Je n'aurais jamais tenu le coup si Louis n'avait pas été là à chaque pas, pour m'aider à me relever quand je trébuchais, m'épauler, m'aider à y croire sans baisser les bras. Lui ai-je quant à moi apporté tout le soutien dont il a pu avoir besoin ? Je me le demande...

Bonjour,
Fausse manoeuvre, je recommence. Ma gynéco vient de me dire suite à mon test de grossesse que mon taux d'HCG est tellement bas qu'elle "ne croit pas que ça puisse continuer". Vous imaginez bien, vous, parce que c'est vrai que seules celles et ceux qui sont passés par là connaissent cette peine, dans quel état moral je suis. C'était bon, j'avais tous les symptômes, je le sentais, j'étais enceinte, je devais me mordre la langue pour ne pas en parler à tout le monde, et voilà que tombe l'inattendu couperet: "oh oui, il y a eu une grossesse, mais c'est sans doute déjà fini ou alors je ne crois pas que ça puisse continuer". Comment faire pour trouver encore du courage après toutes ces années d'essais et d'échecs? J'ai une petite fille de 4 ans et demi que je partage en garde alternée avec mon ex-mari, un pur produit de la FIV, une magnifique petite fille conçue au deuxième essai, mais maintenant j'aimerais tant en avoir un deuxième - loin, loin de la famille de 4 enfants dont je rêvais plus jeune -, juste un petit deuxième, un seul... Mais voilà, j'ai 41 ans et demi, mes chances se sont fortement réduites depuis ma fille. Dès la première tentative, j'avais 35 ans, je me suis retrouvée enceinte. Malheureusement, pas de chance: le médecin n'a pas fait l'échographie très attentivement et a diagnostiqué un oeuf blanc.

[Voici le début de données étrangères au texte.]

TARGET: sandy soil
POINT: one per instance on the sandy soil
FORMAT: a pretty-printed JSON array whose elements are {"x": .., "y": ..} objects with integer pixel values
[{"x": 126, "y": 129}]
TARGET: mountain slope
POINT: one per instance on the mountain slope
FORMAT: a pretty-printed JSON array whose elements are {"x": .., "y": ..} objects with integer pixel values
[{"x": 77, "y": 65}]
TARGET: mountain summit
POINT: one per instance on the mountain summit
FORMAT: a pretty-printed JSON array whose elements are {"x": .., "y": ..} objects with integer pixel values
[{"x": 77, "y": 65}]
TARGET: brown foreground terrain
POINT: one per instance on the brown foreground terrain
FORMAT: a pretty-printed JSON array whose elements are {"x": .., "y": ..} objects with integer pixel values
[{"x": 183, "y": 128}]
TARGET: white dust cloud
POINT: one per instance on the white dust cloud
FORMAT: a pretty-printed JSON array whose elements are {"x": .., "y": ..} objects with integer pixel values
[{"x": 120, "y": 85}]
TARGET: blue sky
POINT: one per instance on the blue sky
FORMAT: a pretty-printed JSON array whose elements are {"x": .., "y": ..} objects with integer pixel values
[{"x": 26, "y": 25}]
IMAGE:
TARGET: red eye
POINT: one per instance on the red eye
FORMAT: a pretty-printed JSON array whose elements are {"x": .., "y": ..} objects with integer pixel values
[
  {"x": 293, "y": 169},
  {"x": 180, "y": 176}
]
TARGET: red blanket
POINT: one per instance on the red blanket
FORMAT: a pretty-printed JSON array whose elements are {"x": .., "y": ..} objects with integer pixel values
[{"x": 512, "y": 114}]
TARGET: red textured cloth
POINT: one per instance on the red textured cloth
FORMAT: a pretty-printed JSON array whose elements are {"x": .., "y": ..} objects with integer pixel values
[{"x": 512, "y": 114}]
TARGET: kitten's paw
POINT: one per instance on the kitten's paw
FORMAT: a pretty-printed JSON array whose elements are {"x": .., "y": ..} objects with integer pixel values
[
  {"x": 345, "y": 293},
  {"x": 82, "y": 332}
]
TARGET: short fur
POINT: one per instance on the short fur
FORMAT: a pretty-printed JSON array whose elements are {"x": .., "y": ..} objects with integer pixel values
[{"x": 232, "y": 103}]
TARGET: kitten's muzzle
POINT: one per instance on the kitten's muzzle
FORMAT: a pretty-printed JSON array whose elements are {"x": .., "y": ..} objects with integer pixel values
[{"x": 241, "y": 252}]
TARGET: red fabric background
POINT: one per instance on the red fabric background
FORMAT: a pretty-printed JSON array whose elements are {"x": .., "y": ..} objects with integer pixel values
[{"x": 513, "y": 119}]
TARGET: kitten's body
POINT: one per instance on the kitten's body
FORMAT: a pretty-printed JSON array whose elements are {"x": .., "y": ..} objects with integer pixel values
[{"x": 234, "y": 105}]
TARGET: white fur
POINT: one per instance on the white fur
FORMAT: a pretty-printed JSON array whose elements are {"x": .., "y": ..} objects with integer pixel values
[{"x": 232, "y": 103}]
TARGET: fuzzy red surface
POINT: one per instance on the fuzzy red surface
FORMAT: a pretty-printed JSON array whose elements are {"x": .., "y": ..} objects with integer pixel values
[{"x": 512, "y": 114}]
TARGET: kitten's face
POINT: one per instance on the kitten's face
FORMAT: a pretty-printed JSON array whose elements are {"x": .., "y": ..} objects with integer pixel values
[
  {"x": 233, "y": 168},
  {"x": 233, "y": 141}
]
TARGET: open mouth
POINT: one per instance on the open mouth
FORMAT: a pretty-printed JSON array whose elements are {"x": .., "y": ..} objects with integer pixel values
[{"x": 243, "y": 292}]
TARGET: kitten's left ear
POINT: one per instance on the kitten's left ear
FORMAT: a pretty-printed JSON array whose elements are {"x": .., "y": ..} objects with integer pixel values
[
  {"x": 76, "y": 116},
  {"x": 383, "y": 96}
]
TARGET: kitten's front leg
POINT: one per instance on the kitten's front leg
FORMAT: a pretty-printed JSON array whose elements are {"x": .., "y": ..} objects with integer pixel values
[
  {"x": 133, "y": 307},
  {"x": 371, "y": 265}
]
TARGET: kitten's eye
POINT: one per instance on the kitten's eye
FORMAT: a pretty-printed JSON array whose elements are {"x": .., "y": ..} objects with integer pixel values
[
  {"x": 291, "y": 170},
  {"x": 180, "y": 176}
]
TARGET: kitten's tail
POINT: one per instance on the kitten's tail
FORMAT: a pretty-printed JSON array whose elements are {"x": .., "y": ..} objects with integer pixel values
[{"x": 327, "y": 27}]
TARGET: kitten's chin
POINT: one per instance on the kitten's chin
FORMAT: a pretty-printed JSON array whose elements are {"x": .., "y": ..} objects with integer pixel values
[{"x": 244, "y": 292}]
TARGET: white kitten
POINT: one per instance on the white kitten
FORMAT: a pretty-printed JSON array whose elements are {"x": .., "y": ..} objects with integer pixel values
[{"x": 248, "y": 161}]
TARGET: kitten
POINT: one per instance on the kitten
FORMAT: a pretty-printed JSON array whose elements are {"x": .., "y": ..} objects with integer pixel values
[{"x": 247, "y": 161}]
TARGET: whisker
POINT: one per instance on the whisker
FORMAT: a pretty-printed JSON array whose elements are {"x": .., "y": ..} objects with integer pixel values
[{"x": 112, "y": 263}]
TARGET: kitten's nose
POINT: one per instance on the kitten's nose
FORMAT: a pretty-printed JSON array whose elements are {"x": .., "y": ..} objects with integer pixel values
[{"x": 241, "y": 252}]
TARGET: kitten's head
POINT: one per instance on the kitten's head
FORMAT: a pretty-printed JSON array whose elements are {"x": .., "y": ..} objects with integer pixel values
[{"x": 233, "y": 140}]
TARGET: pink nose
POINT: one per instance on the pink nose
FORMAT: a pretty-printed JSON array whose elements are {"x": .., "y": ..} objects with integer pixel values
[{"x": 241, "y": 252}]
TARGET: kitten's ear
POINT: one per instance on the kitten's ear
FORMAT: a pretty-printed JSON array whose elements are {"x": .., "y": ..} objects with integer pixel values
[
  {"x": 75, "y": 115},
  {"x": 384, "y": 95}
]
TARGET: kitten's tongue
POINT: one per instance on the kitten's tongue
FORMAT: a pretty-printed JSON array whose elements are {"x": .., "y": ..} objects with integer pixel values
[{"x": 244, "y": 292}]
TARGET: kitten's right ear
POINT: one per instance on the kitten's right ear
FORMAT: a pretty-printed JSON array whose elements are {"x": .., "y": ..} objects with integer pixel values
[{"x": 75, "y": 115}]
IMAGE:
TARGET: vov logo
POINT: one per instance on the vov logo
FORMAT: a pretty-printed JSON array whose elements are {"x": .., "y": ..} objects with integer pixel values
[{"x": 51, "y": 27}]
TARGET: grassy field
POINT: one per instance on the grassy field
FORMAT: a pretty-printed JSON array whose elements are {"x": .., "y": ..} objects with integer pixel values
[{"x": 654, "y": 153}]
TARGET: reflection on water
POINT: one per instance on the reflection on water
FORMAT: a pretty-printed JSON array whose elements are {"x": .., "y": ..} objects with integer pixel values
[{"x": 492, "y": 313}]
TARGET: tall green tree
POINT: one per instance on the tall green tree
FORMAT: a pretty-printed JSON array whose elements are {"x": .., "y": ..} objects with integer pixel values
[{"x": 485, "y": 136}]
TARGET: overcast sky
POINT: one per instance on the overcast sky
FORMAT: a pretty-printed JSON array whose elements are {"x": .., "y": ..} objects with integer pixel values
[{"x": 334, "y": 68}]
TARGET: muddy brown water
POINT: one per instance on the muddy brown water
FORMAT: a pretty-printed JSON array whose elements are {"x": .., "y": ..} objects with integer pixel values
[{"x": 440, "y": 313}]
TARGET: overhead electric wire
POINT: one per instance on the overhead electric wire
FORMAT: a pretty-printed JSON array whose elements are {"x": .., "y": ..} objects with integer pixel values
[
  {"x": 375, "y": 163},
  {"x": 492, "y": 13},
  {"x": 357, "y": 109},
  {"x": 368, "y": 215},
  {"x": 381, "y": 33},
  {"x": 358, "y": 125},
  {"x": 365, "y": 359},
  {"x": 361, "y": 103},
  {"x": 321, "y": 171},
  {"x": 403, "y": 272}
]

Dix jours plus tard, il décidait de me faire un curetage parce qu'il ne partait pas tout seul: et pour cause, il y avait un petit garçon en cours de fabrication...Il n'a pas bien supporté l'intrusion du curetage, mais a malgré tout encore tenu 6 semaines, pendant lesquelles je suis restée couchée, avant de partir, à 16 semaines de grosesse.
Six mois plus tard, je recommençais et ça marchait à nouveau, heureusement pour ma santé mentale.
Et depuis, 5 FIV en comptant celle-ci, 2 ou 3 implantations d'embryons congelés, une insémination artificielle à tout hasard, deux laparoscopies et la deuxième avec salpingectomie parce que l'existence d'une trompe infectée diminuait encore mes maigres chances. Pfff, j'en ai marre.
Est-ce que ça vaut la peine que je m'acharne encore? On pense à l'adoption, mais la route est tellement embouteillée: neuf mois de liste d'attente avant de pouvoir commencer les fameuses séances de "préparation à l'adoption" conçues par nos chères autorités pour des gens qui ne doivent pas travailler et n'ont pas de famille -bon nombre des sessions commencent à 17h en semaine, et sinon il faut donner le samedi matin...
Enfin, voilà, je me suis bien lamentée sur mon triste sort et je me sens un tout petit peu mieux.
Merci d'être là.
Marie
Rédigé par: Marie Homburg | 26/02/2007 à 17:55
La BD citée dans le commentaire de Xavier vaut le détour...
http://www.triples.over-blog.com
Une manière très originale d'aborder le sujet de la FIV, en y insufflant de l'humour tout en abordant de vraies questions.
A suivre !
Rédigé par: Christine Choquel | 03/02/2007 à 00:33
bonjour bravo pour votre sincérité.
si ça vous dit, j'ai créé une BD qui parle de FIV, basée sur des vrais morceaux de réel !
désillusions, espoirs,... etc tout y est raconté dans l'humour. Et ça rejoint votre témoignage.